I am currently using AWS S3 + Athena for a project.
However, after using it for 1-2 months, I find some limitations about it.
I am not sure if I do not know how to use it or it is really a limitation.
But please do not ask why I choose to use it before enough research. I think that there are 2 points:
- It is required by the project
- The resources of Athena S3 and AWS is not quite centralized and its functionality keeps changing. It is difficult for me to find what Athena + S3 can do or cannot do before actually using it for some time.
Get carried away too far, now back to the topic. >_<
Currently, I am facing a problem. With the increasing data volume, the data scan size and the query are getting bigger and longer dramatically (sometimes, there is even exception happening, such as too many open files when I perform a query). However, it seems that there is only partition but not index for AWS S3 + Athena. Hence, the problems come.

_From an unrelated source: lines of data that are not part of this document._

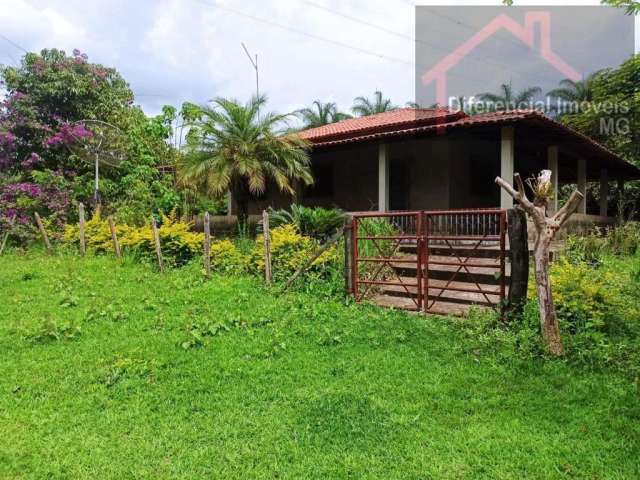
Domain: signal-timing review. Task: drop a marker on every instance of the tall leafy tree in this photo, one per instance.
(576, 91)
(616, 121)
(239, 148)
(508, 99)
(52, 104)
(321, 114)
(363, 106)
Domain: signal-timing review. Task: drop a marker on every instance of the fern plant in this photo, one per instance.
(319, 223)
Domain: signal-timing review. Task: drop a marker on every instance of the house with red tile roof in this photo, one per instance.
(428, 159)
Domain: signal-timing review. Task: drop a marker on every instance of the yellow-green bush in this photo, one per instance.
(227, 258)
(97, 233)
(179, 243)
(587, 299)
(289, 251)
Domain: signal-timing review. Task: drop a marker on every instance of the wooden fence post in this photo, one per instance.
(45, 237)
(267, 247)
(519, 252)
(6, 234)
(348, 256)
(313, 258)
(83, 241)
(207, 245)
(156, 239)
(114, 238)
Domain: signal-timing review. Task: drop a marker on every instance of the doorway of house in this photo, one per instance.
(398, 185)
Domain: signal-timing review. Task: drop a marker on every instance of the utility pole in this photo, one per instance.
(254, 63)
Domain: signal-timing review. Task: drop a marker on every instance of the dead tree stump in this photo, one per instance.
(546, 229)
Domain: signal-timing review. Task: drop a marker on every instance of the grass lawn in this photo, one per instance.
(287, 386)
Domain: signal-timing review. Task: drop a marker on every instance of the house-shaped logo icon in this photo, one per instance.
(526, 33)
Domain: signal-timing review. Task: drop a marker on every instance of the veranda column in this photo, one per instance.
(506, 163)
(604, 192)
(552, 164)
(620, 206)
(383, 177)
(582, 185)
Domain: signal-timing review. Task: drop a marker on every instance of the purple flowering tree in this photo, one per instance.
(47, 98)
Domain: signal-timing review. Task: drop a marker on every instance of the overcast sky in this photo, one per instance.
(171, 51)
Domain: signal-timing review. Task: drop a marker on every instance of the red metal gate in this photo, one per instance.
(434, 261)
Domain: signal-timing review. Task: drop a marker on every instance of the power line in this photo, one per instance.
(8, 40)
(395, 33)
(307, 34)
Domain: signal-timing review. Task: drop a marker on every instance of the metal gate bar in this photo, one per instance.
(448, 244)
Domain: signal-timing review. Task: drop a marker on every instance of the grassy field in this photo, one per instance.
(112, 370)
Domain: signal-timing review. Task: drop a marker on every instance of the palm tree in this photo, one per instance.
(507, 99)
(363, 106)
(576, 92)
(232, 147)
(321, 114)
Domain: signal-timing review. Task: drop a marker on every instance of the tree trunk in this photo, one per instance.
(548, 320)
(519, 251)
(546, 229)
(240, 193)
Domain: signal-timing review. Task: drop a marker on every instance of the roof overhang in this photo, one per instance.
(586, 146)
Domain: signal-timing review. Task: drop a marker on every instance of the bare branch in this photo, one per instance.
(520, 184)
(518, 196)
(508, 188)
(563, 214)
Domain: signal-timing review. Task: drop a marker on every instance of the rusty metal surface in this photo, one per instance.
(450, 265)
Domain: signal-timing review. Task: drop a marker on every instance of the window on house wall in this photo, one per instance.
(323, 182)
(483, 172)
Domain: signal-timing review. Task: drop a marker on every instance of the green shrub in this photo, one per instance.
(621, 240)
(226, 257)
(289, 251)
(585, 248)
(179, 243)
(318, 223)
(625, 239)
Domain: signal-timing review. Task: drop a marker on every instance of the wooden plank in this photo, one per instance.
(114, 238)
(43, 232)
(6, 234)
(83, 241)
(519, 251)
(267, 247)
(156, 239)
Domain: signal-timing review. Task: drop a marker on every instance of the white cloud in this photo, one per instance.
(176, 50)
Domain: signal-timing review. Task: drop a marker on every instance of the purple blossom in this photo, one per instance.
(31, 161)
(68, 134)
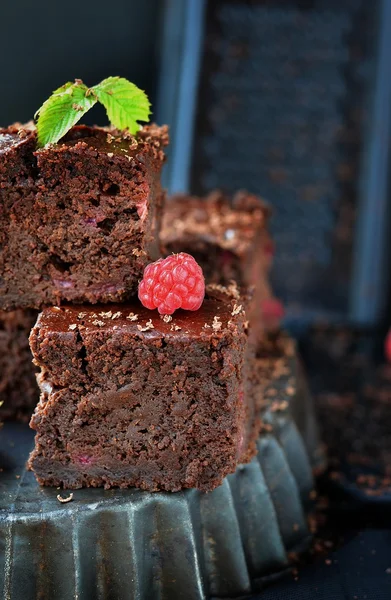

Can I do something like an index at AWS S3 + Athena?
If I use a partition, it seems that only one composite key (one or more columns as labels at S3 folder) can be specified; otherwise, the data size will be doubled. Is this true?
Even I am willing to increase the data size, it is impossible for a table with 2 composite keys. I must have 2 Athena tables and 2 the same set of the data but at 2 types of partition in S3 in order to achieve this. Is this true?
For the error “too many open files”, after some research, it seems that it is a OS level issue with a predefined limited number of file descriptor. My current situation is that the SQL does not have exception most of the time, but at certain period, it has exception easily. My understanding is that Amazon will have a cluster of computers (for example, 32 node servers) to serve certain number of customers, including my company and other companies. Each server has a limited number of file descriptors available and shared among all the customers. Then, at some peak periods (other companies are performing heavy queries), the available number of file descriptor will drop and this also explains why my SQL with the same set of data has exception sometimes but not always. Is this true?
Due to lack of index function, S3 + Athena is not supposed to perform complicated SQL queries. That means, complicated joining logic can only be done somewhere at the transformation layer before loading into S3. Is this true?
This question follows the previous one, Question 5.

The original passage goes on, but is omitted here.